Bila membacanya kembali, kita akan mengingat roman yang menggunakan tiga gaya naratif. Tentu saja tokoh utama, Hasan, seorang muslim muda, dibesarkan untuk berpegang pada agama. Namun, Hasan meragukan agamanya sendiri setelah berurusan dengan seorang sahabat penganut Marxisme–Leninisme dan seorang penulis penganut nihilisme.
Ada konflik yang membuat novel tersebut tetap laik dibaca hingga saat ini. Dengan mencermati proses penulisan novel tersebut saat Achdiat berusia sekitar 37 atau 38 tahun, tak mengherankan pada usia itulah kebanyakan penulis biasanya menemukan jati diri.
Dalam novel tersebut tersuguh sekelumit persoalan.

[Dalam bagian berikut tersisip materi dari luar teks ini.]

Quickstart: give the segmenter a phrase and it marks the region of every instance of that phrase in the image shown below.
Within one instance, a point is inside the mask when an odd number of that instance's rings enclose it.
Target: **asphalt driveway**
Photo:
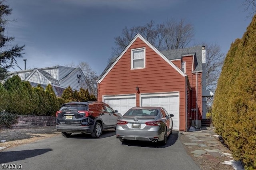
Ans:
[[[21,164],[22,169],[197,170],[174,131],[164,146],[151,142],[121,143],[114,130],[99,138],[86,134],[56,136],[6,149],[1,164]]]

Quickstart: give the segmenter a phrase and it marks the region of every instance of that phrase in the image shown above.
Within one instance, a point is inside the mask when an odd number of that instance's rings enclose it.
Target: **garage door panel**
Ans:
[[[142,95],[141,104],[142,106],[159,106],[164,107],[169,114],[172,114],[173,129],[179,129],[180,117],[178,95],[166,95],[158,96],[157,94],[152,94],[154,96],[143,97]],[[148,95],[147,95],[147,96]]]
[[[127,97],[118,96],[115,98],[114,97],[104,99],[104,102],[108,104],[113,109],[118,111],[118,113],[123,115],[131,107],[136,106],[135,97]]]

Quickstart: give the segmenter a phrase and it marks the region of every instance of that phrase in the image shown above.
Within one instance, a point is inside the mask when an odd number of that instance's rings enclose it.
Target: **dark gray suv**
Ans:
[[[103,130],[115,128],[121,117],[117,111],[103,102],[70,102],[63,104],[56,113],[56,128],[66,137],[82,132],[99,138]]]

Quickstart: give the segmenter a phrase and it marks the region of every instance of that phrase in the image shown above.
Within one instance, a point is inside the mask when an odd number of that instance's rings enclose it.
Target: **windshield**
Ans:
[[[157,109],[130,109],[124,116],[156,116],[158,113],[158,111]]]

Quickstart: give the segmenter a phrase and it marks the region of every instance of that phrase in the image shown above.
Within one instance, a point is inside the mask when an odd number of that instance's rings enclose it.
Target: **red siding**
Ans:
[[[146,68],[131,69],[131,50],[146,47]],[[137,38],[98,85],[99,101],[104,95],[134,94],[136,86],[141,93],[180,92],[180,130],[186,130],[185,77],[143,41]],[[140,106],[140,95],[136,103]]]
[[[190,103],[190,109],[196,107],[196,74],[192,73],[193,63],[193,56],[183,57],[183,61],[186,61],[186,73],[188,77],[189,83],[192,88],[192,94]],[[198,73],[198,119],[202,119],[202,73]],[[191,109],[190,109],[191,111]],[[196,112],[190,111],[190,116],[192,119],[196,119]]]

Terutama, tokoh Hasan yang terpaksa harus menanggalkan status keagamaan lahiriahnya. Apa yang dipikirkan Achdiat menjadi salah satu hal menarik yang patut dikaji dengan menggunakan pendekatan-pendekatan dalam teori sastra yang ada.
Tentu saja, dalam novel tersebut, ada ideologi yang ia masukkan secara terperinci. Persoalan Marxisme–Leninisme begitu kuat. Entah ia sengaja atau tidak untuk menunjukkan sebuah perlawanan lewat karya sastra. Apalagi, latar belakang Achdiat yang flamboyan itu adalah seorang sosialis.
Memang, akan sulit meletakkan karya sastra secara bebas nilai. Itu mungkin beberapa teori sastra yang terlahir dalam semangat filsafat positivisme, filosofi yang mendukung objektivitas dan netralitas keilmuan.
Teori struktural, misalnya, dalam kadar tertentu memang tidak berpretensi untuk membuka peluang subjektif pengkaji dalam menganalisis karya sastra. Namun, kita tentu saja tahu bahwa kritikan dan timbangan sastra mutlak dilakukan, baik dikaji secara ilmiah maupun sebatas diskusi ala warung kopi.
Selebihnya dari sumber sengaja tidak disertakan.